Francisco se deixa levar. Começa a viver abertamente o Evangelho. Ainda lhe são reservadas surpresas. Irmãos chegam, irmãos que querem viver como ele. Parecia surgir uma nova Ordem religiosa. Num tempo heresias e de condenações, Francisco queria e precisava reformar a Igreja a partir do interior. Por isso vai a Roma pedir a autorização do Papa para viver conforme o Evangelho. Acontece então o momento em que a Igreja aprova a forma de vida de Francisco. São os 800 anos do carisma!!!

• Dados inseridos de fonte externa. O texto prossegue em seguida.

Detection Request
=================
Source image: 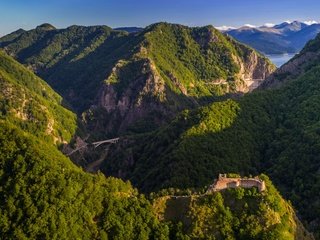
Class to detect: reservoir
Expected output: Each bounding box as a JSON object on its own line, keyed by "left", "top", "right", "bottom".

{"left": 266, "top": 53, "right": 297, "bottom": 67}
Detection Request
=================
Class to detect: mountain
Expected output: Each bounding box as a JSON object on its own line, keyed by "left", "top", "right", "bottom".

{"left": 0, "top": 23, "right": 275, "bottom": 138}
{"left": 225, "top": 21, "right": 320, "bottom": 54}
{"left": 152, "top": 174, "right": 313, "bottom": 240}
{"left": 114, "top": 27, "right": 144, "bottom": 33}
{"left": 0, "top": 50, "right": 166, "bottom": 239}
{"left": 0, "top": 50, "right": 311, "bottom": 239}
{"left": 0, "top": 123, "right": 311, "bottom": 239}
{"left": 260, "top": 32, "right": 320, "bottom": 89}
{"left": 0, "top": 50, "right": 77, "bottom": 143}
{"left": 103, "top": 32, "right": 320, "bottom": 237}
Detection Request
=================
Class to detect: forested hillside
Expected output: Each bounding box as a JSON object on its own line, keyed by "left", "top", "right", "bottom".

{"left": 0, "top": 50, "right": 310, "bottom": 239}
{"left": 0, "top": 50, "right": 76, "bottom": 143}
{"left": 104, "top": 34, "right": 320, "bottom": 237}
{"left": 0, "top": 123, "right": 311, "bottom": 239}
{"left": 152, "top": 175, "right": 313, "bottom": 240}
{"left": 0, "top": 22, "right": 275, "bottom": 137}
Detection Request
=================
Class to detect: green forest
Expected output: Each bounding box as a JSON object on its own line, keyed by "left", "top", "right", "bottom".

{"left": 104, "top": 34, "right": 320, "bottom": 237}
{"left": 0, "top": 22, "right": 320, "bottom": 239}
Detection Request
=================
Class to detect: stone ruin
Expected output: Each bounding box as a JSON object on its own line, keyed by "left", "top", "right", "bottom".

{"left": 207, "top": 174, "right": 266, "bottom": 193}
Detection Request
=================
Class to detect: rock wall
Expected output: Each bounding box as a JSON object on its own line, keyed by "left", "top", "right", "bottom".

{"left": 235, "top": 50, "right": 276, "bottom": 92}
{"left": 207, "top": 174, "right": 266, "bottom": 193}
{"left": 260, "top": 51, "right": 320, "bottom": 90}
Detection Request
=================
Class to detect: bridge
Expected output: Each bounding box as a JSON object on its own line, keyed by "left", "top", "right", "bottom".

{"left": 92, "top": 138, "right": 119, "bottom": 148}
{"left": 66, "top": 137, "right": 120, "bottom": 156}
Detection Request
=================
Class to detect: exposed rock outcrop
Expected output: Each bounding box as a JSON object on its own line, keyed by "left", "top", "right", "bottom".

{"left": 234, "top": 50, "right": 276, "bottom": 91}
{"left": 260, "top": 52, "right": 320, "bottom": 89}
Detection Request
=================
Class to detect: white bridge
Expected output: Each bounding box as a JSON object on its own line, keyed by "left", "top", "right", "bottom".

{"left": 66, "top": 137, "right": 119, "bottom": 156}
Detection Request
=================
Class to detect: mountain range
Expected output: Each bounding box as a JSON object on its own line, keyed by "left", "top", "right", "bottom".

{"left": 0, "top": 22, "right": 275, "bottom": 138}
{"left": 1, "top": 21, "right": 320, "bottom": 239}
{"left": 224, "top": 21, "right": 320, "bottom": 54}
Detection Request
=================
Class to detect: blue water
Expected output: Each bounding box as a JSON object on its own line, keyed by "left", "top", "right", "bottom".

{"left": 266, "top": 53, "right": 297, "bottom": 67}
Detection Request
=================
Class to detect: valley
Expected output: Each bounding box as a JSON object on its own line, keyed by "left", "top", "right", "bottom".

{"left": 1, "top": 5, "right": 320, "bottom": 238}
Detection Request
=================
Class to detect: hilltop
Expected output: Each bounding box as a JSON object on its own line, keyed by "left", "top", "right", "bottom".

{"left": 152, "top": 175, "right": 313, "bottom": 240}
{"left": 103, "top": 30, "right": 320, "bottom": 237}
{"left": 1, "top": 22, "right": 320, "bottom": 238}
{"left": 0, "top": 22, "right": 275, "bottom": 138}
{"left": 0, "top": 52, "right": 310, "bottom": 238}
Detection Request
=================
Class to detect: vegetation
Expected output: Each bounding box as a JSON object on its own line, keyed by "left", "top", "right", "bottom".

{"left": 1, "top": 23, "right": 320, "bottom": 238}
{"left": 0, "top": 50, "right": 307, "bottom": 239}
{"left": 153, "top": 175, "right": 313, "bottom": 240}
{"left": 1, "top": 120, "right": 310, "bottom": 239}
{"left": 0, "top": 121, "right": 169, "bottom": 239}
{"left": 0, "top": 50, "right": 77, "bottom": 143}
{"left": 104, "top": 39, "right": 320, "bottom": 237}
{"left": 0, "top": 23, "right": 274, "bottom": 137}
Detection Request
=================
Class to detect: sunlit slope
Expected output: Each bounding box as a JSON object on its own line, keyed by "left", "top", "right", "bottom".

{"left": 0, "top": 50, "right": 76, "bottom": 143}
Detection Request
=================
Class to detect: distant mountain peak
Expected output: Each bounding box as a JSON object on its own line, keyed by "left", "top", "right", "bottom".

{"left": 243, "top": 24, "right": 257, "bottom": 28}
{"left": 304, "top": 20, "right": 318, "bottom": 25}
{"left": 113, "top": 27, "right": 143, "bottom": 33}
{"left": 261, "top": 23, "right": 275, "bottom": 28}
{"left": 215, "top": 25, "right": 235, "bottom": 31}
{"left": 36, "top": 23, "right": 56, "bottom": 30}
{"left": 225, "top": 20, "right": 320, "bottom": 54}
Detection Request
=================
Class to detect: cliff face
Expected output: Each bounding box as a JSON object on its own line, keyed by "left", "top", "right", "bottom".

{"left": 86, "top": 24, "right": 275, "bottom": 135}
{"left": 89, "top": 58, "right": 169, "bottom": 134}
{"left": 260, "top": 33, "right": 320, "bottom": 89}
{"left": 234, "top": 48, "right": 276, "bottom": 91}
{"left": 0, "top": 22, "right": 275, "bottom": 136}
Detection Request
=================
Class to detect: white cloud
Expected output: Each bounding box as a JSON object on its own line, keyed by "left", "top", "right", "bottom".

{"left": 262, "top": 23, "right": 275, "bottom": 28}
{"left": 215, "top": 26, "right": 235, "bottom": 31}
{"left": 243, "top": 24, "right": 256, "bottom": 28}
{"left": 304, "top": 20, "right": 318, "bottom": 25}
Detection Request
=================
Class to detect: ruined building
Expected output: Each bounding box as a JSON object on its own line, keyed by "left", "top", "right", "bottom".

{"left": 207, "top": 174, "right": 266, "bottom": 193}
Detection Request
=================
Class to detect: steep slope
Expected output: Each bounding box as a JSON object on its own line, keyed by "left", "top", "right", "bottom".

{"left": 226, "top": 21, "right": 320, "bottom": 54}
{"left": 0, "top": 123, "right": 311, "bottom": 239}
{"left": 260, "top": 33, "right": 320, "bottom": 89}
{"left": 0, "top": 122, "right": 168, "bottom": 239}
{"left": 104, "top": 34, "right": 320, "bottom": 237}
{"left": 0, "top": 50, "right": 76, "bottom": 143}
{"left": 153, "top": 175, "right": 313, "bottom": 240}
{"left": 226, "top": 26, "right": 295, "bottom": 54}
{"left": 0, "top": 51, "right": 168, "bottom": 239}
{"left": 0, "top": 28, "right": 25, "bottom": 46}
{"left": 0, "top": 26, "right": 314, "bottom": 239}
{"left": 1, "top": 24, "right": 129, "bottom": 112}
{"left": 0, "top": 23, "right": 275, "bottom": 137}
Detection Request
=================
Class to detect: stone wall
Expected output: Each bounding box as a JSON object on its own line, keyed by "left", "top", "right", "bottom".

{"left": 207, "top": 174, "right": 266, "bottom": 193}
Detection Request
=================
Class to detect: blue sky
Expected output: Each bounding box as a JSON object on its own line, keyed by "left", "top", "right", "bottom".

{"left": 1, "top": 0, "right": 320, "bottom": 36}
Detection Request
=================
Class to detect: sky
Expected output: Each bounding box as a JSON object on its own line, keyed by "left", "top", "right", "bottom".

{"left": 1, "top": 0, "right": 320, "bottom": 36}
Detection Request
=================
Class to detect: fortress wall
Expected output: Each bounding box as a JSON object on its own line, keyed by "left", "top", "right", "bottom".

{"left": 208, "top": 175, "right": 266, "bottom": 193}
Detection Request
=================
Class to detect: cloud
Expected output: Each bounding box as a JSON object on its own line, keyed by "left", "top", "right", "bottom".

{"left": 243, "top": 24, "right": 256, "bottom": 28}
{"left": 262, "top": 23, "right": 275, "bottom": 28}
{"left": 304, "top": 20, "right": 318, "bottom": 25}
{"left": 215, "top": 26, "right": 235, "bottom": 31}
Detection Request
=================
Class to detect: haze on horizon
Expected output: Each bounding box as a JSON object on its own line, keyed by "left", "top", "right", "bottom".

{"left": 1, "top": 0, "right": 320, "bottom": 36}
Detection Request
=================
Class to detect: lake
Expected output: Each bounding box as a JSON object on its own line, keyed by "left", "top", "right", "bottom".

{"left": 266, "top": 53, "right": 297, "bottom": 67}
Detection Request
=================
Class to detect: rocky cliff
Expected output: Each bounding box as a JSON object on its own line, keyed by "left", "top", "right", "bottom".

{"left": 0, "top": 22, "right": 275, "bottom": 136}
{"left": 84, "top": 23, "right": 275, "bottom": 135}
{"left": 260, "top": 33, "right": 320, "bottom": 89}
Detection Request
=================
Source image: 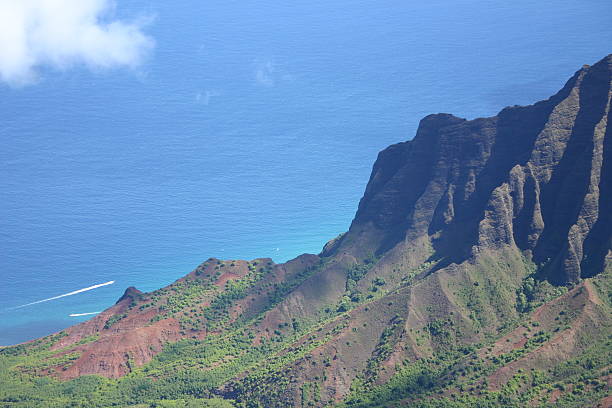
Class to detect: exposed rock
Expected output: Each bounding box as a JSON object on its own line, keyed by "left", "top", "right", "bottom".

{"left": 331, "top": 54, "right": 612, "bottom": 284}
{"left": 115, "top": 286, "right": 143, "bottom": 304}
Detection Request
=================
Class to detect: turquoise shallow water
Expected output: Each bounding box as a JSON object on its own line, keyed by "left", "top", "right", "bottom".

{"left": 1, "top": 0, "right": 611, "bottom": 345}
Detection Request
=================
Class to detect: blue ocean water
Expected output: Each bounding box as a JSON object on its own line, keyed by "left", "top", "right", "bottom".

{"left": 1, "top": 0, "right": 611, "bottom": 346}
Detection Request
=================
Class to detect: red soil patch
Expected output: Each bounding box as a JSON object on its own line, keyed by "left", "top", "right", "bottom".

{"left": 487, "top": 281, "right": 605, "bottom": 390}
{"left": 215, "top": 271, "right": 244, "bottom": 287}
{"left": 596, "top": 395, "right": 612, "bottom": 408}
{"left": 549, "top": 388, "right": 562, "bottom": 403}
{"left": 43, "top": 257, "right": 288, "bottom": 379}
{"left": 57, "top": 317, "right": 181, "bottom": 379}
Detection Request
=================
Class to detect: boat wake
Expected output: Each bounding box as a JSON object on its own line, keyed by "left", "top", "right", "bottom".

{"left": 10, "top": 281, "right": 115, "bottom": 309}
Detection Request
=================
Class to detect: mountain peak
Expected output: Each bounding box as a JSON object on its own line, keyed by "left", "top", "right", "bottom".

{"left": 115, "top": 286, "right": 143, "bottom": 304}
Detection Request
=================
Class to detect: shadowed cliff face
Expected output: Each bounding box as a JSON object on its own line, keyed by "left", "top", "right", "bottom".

{"left": 334, "top": 54, "right": 612, "bottom": 284}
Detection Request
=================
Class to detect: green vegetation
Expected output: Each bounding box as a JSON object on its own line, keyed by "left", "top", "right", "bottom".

{"left": 338, "top": 330, "right": 611, "bottom": 408}
{"left": 104, "top": 312, "right": 128, "bottom": 329}
{"left": 337, "top": 255, "right": 383, "bottom": 313}
{"left": 516, "top": 272, "right": 568, "bottom": 314}
{"left": 0, "top": 259, "right": 609, "bottom": 408}
{"left": 363, "top": 315, "right": 403, "bottom": 380}
{"left": 267, "top": 260, "right": 328, "bottom": 307}
{"left": 0, "top": 337, "right": 238, "bottom": 407}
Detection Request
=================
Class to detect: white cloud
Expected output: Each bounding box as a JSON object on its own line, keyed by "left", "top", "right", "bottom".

{"left": 0, "top": 0, "right": 153, "bottom": 85}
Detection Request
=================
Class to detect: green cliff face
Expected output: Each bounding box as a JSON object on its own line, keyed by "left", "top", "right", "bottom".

{"left": 1, "top": 55, "right": 611, "bottom": 408}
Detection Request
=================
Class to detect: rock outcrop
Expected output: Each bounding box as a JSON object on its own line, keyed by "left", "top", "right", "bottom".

“O grupo chegou à residência do papa, o Palácio de Latrão. Não levavam eles nenhum documento extenso, nem nada que se parecesse com uma regra formal religiosa como as que governavam os beneditinos, agostinianos ou cistercienses. Francisco trazia um papel redigido às pressas (perdido logo depois), com alguns textos do Evangelho destinados a inculcar uma simples vida de fé, além de algumas diretrizes gerais sobre o trabalho manual e preces em comum” (...) “Sem mencioná-lo de forma especifica, Francisco claramente vislumbrava um código de vida espiritual que deixava seus companheiros notavelmente em liberdade– podiam viver como eremitas quando sentissem necessidade de intensa oração, ou podiam preferir trabalhar como diaristas, enfermeiros ou pregadores itinerantes” ( Donald Spoto, Francisco de Assis. O Santo Relutante, Objetiva, 2003, p. 144-145).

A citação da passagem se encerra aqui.